Interestingly aneuploidy strains that were fluconazole resistant were as virulent as the WT parental strain XL280. Although XL280 belongs to the serotype D lineage that exhibits limited pathogenicity, in further studies we found that is hypervirulent in the murine model. It can grow inside the lung of the host, establishing a pulmonary infection, and then disseminates to the brain to cause cryptococcal meningoencephalitis. Surprisingly, this hyperfilamentous strain triggers an immune response polarized towards Th2-type immunity, which is characterized by less protective immunity and is usually observed in the highly virulent sibling species C. gattii, responsible for the Pacific Northwest outbreak. These studies: 1) provide a technological advance that will facilitate analysis of virulence genes and attributes in C. neoformans var. neoformans (serotype D), and 2) reveal the virulence potential of serotype D that is broader and more dynamic than previously appreciated.

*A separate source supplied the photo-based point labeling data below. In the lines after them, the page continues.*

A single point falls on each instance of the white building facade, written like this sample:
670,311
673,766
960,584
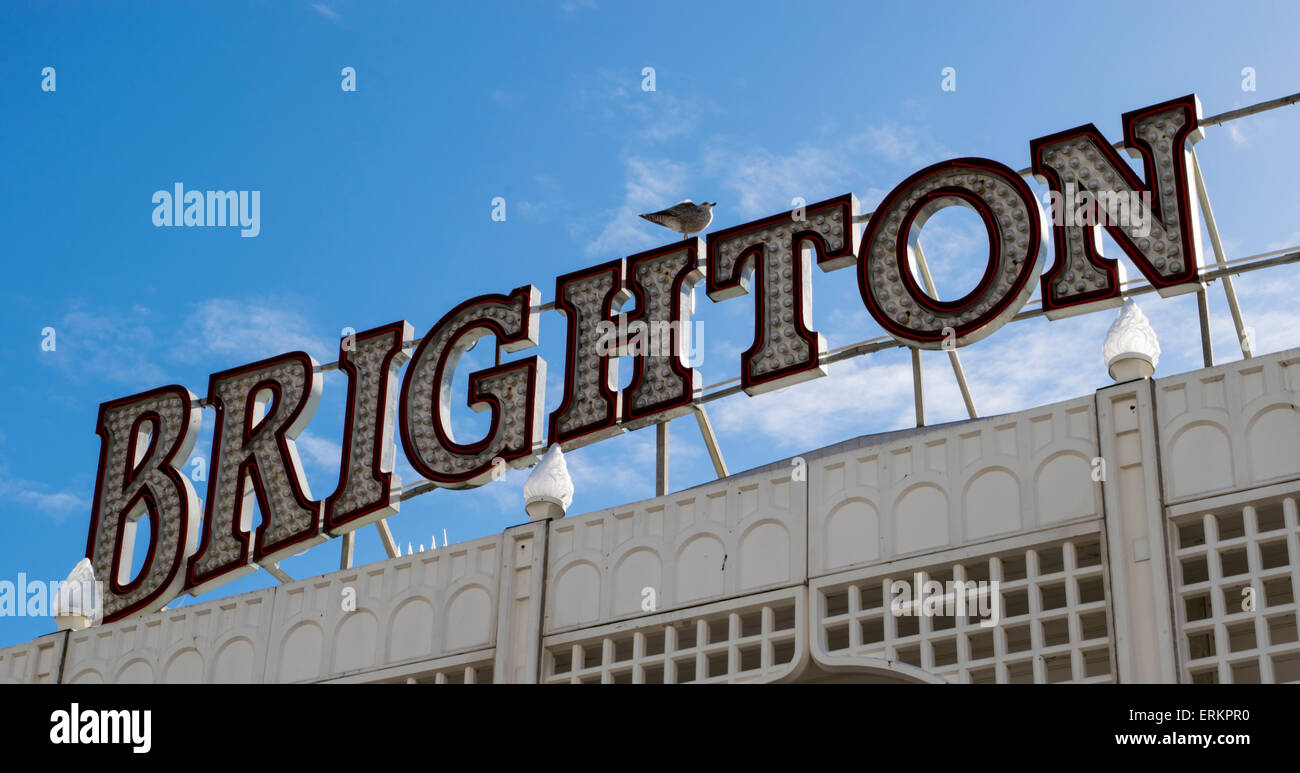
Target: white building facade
1147,533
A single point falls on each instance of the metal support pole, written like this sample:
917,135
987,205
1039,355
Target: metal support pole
661,459
1221,259
952,354
1203,307
706,429
918,391
345,560
390,546
277,572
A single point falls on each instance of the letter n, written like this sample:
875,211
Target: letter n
1082,279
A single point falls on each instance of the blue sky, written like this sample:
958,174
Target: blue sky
376,203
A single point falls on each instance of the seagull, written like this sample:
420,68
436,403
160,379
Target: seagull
685,218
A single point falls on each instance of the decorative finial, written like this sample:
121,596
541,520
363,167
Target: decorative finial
549,490
79,603
1131,350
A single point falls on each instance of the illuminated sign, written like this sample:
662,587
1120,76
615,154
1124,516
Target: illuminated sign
263,407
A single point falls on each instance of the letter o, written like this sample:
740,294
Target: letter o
1014,222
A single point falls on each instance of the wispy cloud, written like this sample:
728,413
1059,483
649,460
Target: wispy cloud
35,496
648,186
246,330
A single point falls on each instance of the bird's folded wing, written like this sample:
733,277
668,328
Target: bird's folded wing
658,217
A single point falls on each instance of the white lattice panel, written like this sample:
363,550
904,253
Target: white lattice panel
410,608
1054,621
733,537
468,668
1230,428
1236,574
758,639
941,487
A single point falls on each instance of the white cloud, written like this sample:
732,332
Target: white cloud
325,11
37,496
245,330
648,187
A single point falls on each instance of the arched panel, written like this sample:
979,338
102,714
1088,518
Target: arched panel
852,534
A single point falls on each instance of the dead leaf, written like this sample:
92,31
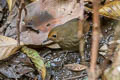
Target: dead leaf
8,46
76,67
48,14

Bisexual and unisexual reproduction are governed by shared components of the conserved pheromone-sensing Cpk1 MAPK signal transduction cascade and by Mat2, the major transcriptional regulator of the pathway. However, the downstream targets of the pathway are largely unknown, and homology-based approaches have failed to yield downstream transcriptional regulators or other targets. To address this question we applied an insertional mutagenesis via Agrobacterium tumefaciens transkingdom DNA delivery to identify mutants with unisexual reproduction defects. In addition to elements known to be involved in sexual development (Crg1, Ste7, Mat2, and Znf2), three key regulators of sexual development were identified by our screen: Znf3, Spo11, and Ubc5. Spo11 and Ubc5 promote sporulation during both bisexual and unisexual reproduction. Genetic and phenotypic analyses provide further evidence implicating both genes in the regulation of meiosis. Phenotypic analysis of sexual development showed that Znf3 is required for hyphal development during unisexual reproduction and also plays a central role during bisexual reproduction. Znf3 governs cell fusion and pheromone production through a pathway parallel to and independent of the pheromone signaling cascade. Surprisingly, Znf3 participates in transposon silencing during unisexual reproduction and may serve as a link between RNAi silencing and sexual development. In further studies we found that Znf3 is required for sex- and mitotic-induced (SIS and MIS). SIS is less efficient in znf3 unilateral matings and is abolished in znf3 x znf3 bilateral matings, similar to the phenotypes of rdp1 mutants (the RNA-dependent RNA-polymerase of RNAi pathway). Znf3 is also required for transgene-induced mitotic silencing; znf3 mutations abrogate silencing of repetitive transgenes during vegetative growth. Znf3 tagged with mCherry is localized in the cytoplasm in bright, distinct foci. Co-localization of Znf3 with the P-body marker Dcp1-GFP further supports the hypothesis that Znf3 is a novel element of the RNAi pathway and operates to defend the genome during sexual development and vegetative growth. In concussion our studies provide further understanding of unisexual reproduction as an evolutionary successful strategy.